The 727...
...was my favorite airliner. Just loved flying that machine. You could put her in a 30 degree climbing bank all trimmed out....reach down in your flight kit and rumage around for a minute or so....look back up and there she'd be...... just as you had left her. A wonderful hand flying airplane. Steeply swept wings a pointy nose, no magic, 1950's technology. It needed a flight engineer to do the job of the modern computerized cockpits. Just a simple autopilot, VOR/ILS nav., thick levers and knobs.... hundreds of bulky switches, big round dials like God intended.

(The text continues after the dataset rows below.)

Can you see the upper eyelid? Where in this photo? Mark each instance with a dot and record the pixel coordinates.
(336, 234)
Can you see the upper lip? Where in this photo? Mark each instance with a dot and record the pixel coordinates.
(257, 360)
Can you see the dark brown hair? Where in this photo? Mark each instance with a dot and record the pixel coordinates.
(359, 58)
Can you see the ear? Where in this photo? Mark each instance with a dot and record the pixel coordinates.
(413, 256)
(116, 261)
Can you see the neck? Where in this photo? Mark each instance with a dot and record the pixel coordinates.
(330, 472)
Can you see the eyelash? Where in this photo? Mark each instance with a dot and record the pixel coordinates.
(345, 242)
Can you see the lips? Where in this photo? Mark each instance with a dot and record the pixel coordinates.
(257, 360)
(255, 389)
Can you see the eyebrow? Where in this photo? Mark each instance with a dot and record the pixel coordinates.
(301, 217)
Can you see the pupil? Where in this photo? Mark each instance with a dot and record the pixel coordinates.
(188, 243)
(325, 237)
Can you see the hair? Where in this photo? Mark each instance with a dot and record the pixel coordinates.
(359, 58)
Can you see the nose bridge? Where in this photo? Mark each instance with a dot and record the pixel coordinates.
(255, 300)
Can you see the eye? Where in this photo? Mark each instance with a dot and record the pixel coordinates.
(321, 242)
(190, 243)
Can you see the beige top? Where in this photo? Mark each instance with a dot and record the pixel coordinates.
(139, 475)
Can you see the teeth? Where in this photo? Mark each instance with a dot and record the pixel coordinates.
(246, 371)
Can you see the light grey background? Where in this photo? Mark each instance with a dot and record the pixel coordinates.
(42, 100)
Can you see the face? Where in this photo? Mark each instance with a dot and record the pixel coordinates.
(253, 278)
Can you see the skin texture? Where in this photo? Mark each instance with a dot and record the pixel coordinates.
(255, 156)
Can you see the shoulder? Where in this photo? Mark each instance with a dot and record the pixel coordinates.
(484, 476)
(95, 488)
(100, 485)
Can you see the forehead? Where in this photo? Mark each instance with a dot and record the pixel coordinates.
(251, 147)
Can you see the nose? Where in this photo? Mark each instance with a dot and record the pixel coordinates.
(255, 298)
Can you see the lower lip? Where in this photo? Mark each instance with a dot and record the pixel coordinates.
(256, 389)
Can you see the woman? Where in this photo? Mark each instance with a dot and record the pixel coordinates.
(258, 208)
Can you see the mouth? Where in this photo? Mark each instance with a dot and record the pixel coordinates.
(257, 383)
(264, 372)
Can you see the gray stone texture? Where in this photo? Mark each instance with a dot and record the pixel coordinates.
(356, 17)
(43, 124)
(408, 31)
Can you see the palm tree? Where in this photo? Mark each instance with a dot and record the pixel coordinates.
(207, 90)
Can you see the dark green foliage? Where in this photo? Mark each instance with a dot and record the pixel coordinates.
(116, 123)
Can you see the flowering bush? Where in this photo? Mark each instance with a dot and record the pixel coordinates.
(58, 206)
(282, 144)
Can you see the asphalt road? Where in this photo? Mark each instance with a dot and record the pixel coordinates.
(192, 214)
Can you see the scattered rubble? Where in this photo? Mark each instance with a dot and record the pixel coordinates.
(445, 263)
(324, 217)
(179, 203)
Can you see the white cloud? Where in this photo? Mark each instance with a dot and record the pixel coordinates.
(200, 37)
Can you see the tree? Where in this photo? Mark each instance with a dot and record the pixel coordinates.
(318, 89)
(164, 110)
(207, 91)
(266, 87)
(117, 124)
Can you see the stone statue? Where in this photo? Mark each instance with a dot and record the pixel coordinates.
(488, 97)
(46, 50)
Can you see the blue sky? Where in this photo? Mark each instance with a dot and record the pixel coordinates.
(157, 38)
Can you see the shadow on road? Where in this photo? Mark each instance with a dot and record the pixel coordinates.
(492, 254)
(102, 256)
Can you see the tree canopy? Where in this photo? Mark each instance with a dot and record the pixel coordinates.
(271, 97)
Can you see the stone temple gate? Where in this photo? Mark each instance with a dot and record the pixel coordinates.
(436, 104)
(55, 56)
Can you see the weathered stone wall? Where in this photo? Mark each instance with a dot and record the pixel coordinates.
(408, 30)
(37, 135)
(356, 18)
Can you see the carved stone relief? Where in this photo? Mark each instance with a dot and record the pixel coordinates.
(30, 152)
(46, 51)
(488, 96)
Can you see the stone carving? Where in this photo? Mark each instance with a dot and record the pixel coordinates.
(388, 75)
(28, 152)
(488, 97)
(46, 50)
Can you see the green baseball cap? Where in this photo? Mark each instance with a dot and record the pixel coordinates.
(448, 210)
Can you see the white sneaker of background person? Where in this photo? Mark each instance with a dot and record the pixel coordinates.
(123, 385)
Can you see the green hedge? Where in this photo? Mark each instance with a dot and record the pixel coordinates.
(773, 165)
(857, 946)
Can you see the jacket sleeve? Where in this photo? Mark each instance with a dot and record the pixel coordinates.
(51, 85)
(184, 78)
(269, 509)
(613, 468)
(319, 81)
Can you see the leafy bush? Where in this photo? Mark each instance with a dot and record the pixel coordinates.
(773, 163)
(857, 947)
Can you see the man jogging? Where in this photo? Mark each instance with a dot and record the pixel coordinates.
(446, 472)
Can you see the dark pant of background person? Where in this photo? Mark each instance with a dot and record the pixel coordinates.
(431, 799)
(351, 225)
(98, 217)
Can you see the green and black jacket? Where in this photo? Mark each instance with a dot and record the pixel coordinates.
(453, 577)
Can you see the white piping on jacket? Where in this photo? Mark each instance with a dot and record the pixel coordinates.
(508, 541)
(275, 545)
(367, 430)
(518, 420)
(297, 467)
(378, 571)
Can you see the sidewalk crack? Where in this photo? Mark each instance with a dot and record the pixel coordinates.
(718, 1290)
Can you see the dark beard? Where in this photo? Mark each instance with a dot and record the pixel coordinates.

Approach to landings were a fun challenge. If one let the airspeed get a bit slow or the thrust a bit low...the sink rate would increase like a falling stone....it would take massive power to recover. Many a poor boy recovered too late and smashed the earth. As we always said....."You never knew when the 727 would dive for the dirt." But if you stayed on top of it she would reward you with landings unfelt.
Loved how she would continue to roll on the mains with the nose wheel 10 feet in the air, during rotation. When heavy "Miss Piggy" would roll along like that for a few hundred feet. Finally with a heave and groan she'd lift off. A slow climbing airlplane....she would come down at 6,000 fpm with the spoilers deployed....even at traffic pattern speeds. Once in cruise she was one of the fastest airliners in the sky. Mach .90 redline cruise. Of course it was so noisy at those speeds that one could hardly hear themselves think. Manual spoilers on landing made for super greaser touchdowns. Roll her on, ease out the spoilers, add a touch of reverse. begin lowering the nose to the runway....transition to gentle braking as one came off the reverse....ahh pure sex!
Three man/woman cockpit....made it a real gentleman's airplane.
The pictured 727 was in pristine condition when AA sold her. Too bad they turned her into a trash can.